You have given the answer yourself in your example, you ask for a universal format. That would cover all possible use-cases. Your example to the contrary is completely reduced and simplistic. Think about the myriads of interesting questions your format doesn't cover (exons, introns, arbitrary regions, intergenic regions, other eg. small RNA, protein expression, discrete counts vs. ratios, the need for sample annotation,... ) and try to add these to your format.

ADD REPLY • link 12.8 years ago by Michael 54k

0

Entering edit mode

if you think about it, even the Ns represent coverage or counts, you still need normalization or other procedures before you compare the values between samples. It's all about statistics!

ADD REPLY • link 12.8 years ago by Vitis ★ 2.5k

score 11 · Answer 1 · 2011-07-20

11

Entering edit mode

12.8 years ago

biobot 0.0.77.a.1099 6.2k

By coincidence, today's XKCD explains why there is no universal format for expression data.

Devising even simple data formats is a complex task and the more general the application, the harder it gets to elegantly incorporate everyone's use-cases.

Most expression microarray experiments measure relative intensities between different conditions/treatments (which we interpret as being related to relative RNA levels), so I would not expect to know an "mRNA quantity" unless I had used spike-in controls. Even then, a microarray experiment is not the way to quantitate RNA.

ADD COMMENT • link 12.8 years ago by biobot 0.0.77.a.1099 6.2k

2

Entering edit mode

My computer doesn't prefer XML. Just a matter of proper education.

ADD REPLY • link 12.8 years ago by Lyco ★ 2.3k

1

Entering edit mode

The problem is that biologist want text files but computers prefer XML files

ADD REPLY • link 12.8 years ago by Pasta ★ 1.3k

score 5 · Answer 2 · 2011-07-20

Well the XKCD answer mentioned by Keith is good to have in mind, but of course not a reason to give up all efforts to create standards or to try to improve data and software interoperability.

Keith is right though that microarray data do not easily give absolute expression values and it is almost impossible to compare absolute expression values across experiments and across technologies. Microarray data are indeed more suited for comparisons between conditions than for absolute expression values.

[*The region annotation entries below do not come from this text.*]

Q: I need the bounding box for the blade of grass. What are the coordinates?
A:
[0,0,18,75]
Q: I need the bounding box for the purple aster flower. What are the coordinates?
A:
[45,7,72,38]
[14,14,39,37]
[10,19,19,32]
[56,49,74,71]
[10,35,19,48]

But then you can of course ask zjk's question again. Can't you easily create a standardized format or at least a standardized content for microarray expression data comparison? Of course in that case you would need to specify what conditions (and thus what groups of arrays) you would want to compare. And that asks for another type of standardization: the experiment description files. In fact there are interesting efforts for that like the now almost traditional MageTab format or the new Isa-tab that also covers other types of omics.

The standardized result should be based on standardized data treatment for QC, normalization and such and should then give you a p-value for the statistics (an ANOVA if you have more than one comparison is a good start) and the various fold changes for the comparisons. This plus the probeset identifiers (which can easily be resolved to genes, but which keeps the raw information), was precisely what we stored as a network wide standard in [?]NuGO[?]. The same type of information is also provided by [?]Gene Expression Atlas[?]. Since that is a repository of selected (from Arrayexpress) good quality expression studies with data treatment and result storage in a standardized way, I would suggest to use the Gene Expression Atlas data format as the de facto standard for microarray comparison data, unless you have a really good reason to do otherwise. In fact that is what we plan to do in the [?]dbNP[?] project.